In his Monetary Policy Statement last week, Reserve Bank of Zimbabwe (RBZ) chief John Mangudya said credit risk had increased in the period under review owing to forward-looking credit risk management tools adopted in line with international best practice.

“Credit risk in the banking sector portfolio increased during the period under review as reflected by the ratio of non-performing loans (NPLs) to total loans of 8,25% % as at December 31, 2018, from 7,08% as at December 31, 2017,” he said.

“The increase in NPLs is largely a reflection of forward-looking credit risk management tools adopted by banks in line with the IFRS 9 [International Financial Reporting Standards] accounting standards, resulting in improvement of the banks’ risks controls and provisions coverage.”

Zimbabwe faced a severe credit crisis when it adopted the use of the United States currency in 2009 after hyperinflation eroded the value of its currency.

As both companies and individuals defaulted on loans, the central bank was forced to intervene through the creation of a company that assumed bad loans. The intervention helped lower the default rate from above 20% at its peak to current levels.

Banks’ loans-to-deposit ratio decreased from 44,81% to 40,1% in the same period owing to low lending levels. Mangudya says the position reflects that there is scope for banking institutions to increase lending to various sectors of the economy to aid the country’s economic revival.

However, interest rates have remained static at 18% despite rising inflation at 53%. Total loans and advances increased by 11,05%, from US$3,80 billion as at December 31, 2017 to US$4,22 billion as at December 31, 2018. “The increase is largely attributable to lending to the agricultural sector, which increased from 14,7% to 16,39% and other segments, including state-owned enterprises, from 12,1% to 20,1%,” Mangudya said in his statement.
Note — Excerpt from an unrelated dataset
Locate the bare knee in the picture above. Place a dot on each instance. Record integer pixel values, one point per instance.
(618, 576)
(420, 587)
Total banking sector deposits amounted to US$10,32 billion as at December 31, 2018, up from US$8,48 billion as at December 31, 2017, but 64,94% of total deposits. In terms of capital, the banking sector remained adequately capitalised, with average tier 1 and capital adequacy ratios of 23,84% and 30,27%, respectively. The banking sector aggregate core capital increased by 15,32%, from US$1,37 billion as at December 31, 2017 to US$1,58 billion as at December 31, 2018, largely due to organic capital growth.

Earnings performance

“All banking institutions, with the exception of one, reported profits for the year ended December 31, 2018, with a 61,06% increase in aggregate profits from $241,94 million in 2017 to $389,85 million in 2018,” he added.

Deposit-taking micro banks

On deposit-taking microfinance institutions, Mangudya said the capital levels for the sub-sector grew from US$39,20 million in 2017 to US$63,78 million as at December 31, 2018.

He said one institution’s capital levels was in breach of the minimum prescribed capital requirement of US$5 million, but indicated that shareholders’ efforts were underway to regularise the capital position of the institution. The RBZ urged players in the deposit-taking microfinance sub-sector to continue to raise capitalisation levels in order to create capacity to underwrite significant business across economic sectors.

Total loans, deposits

Total loans and deposits increased from US$62,02 million and US$6,41 million as at December 31, 2017 to $84,40 million and $23,85 million as at December 31, 2018, respectively. The growth in the loans has largely been financed by deposits, lines of credit and shareholder loans.


“Profitability in the sector remained subdued during the year. The earnings performance was largely weighed down by start-up costs in the newly established deposit-taking micro-finance institutions. New entities typically need two to three years to build their portfolios in order to attain sustainable critical mass and break-even,” Mangudya said.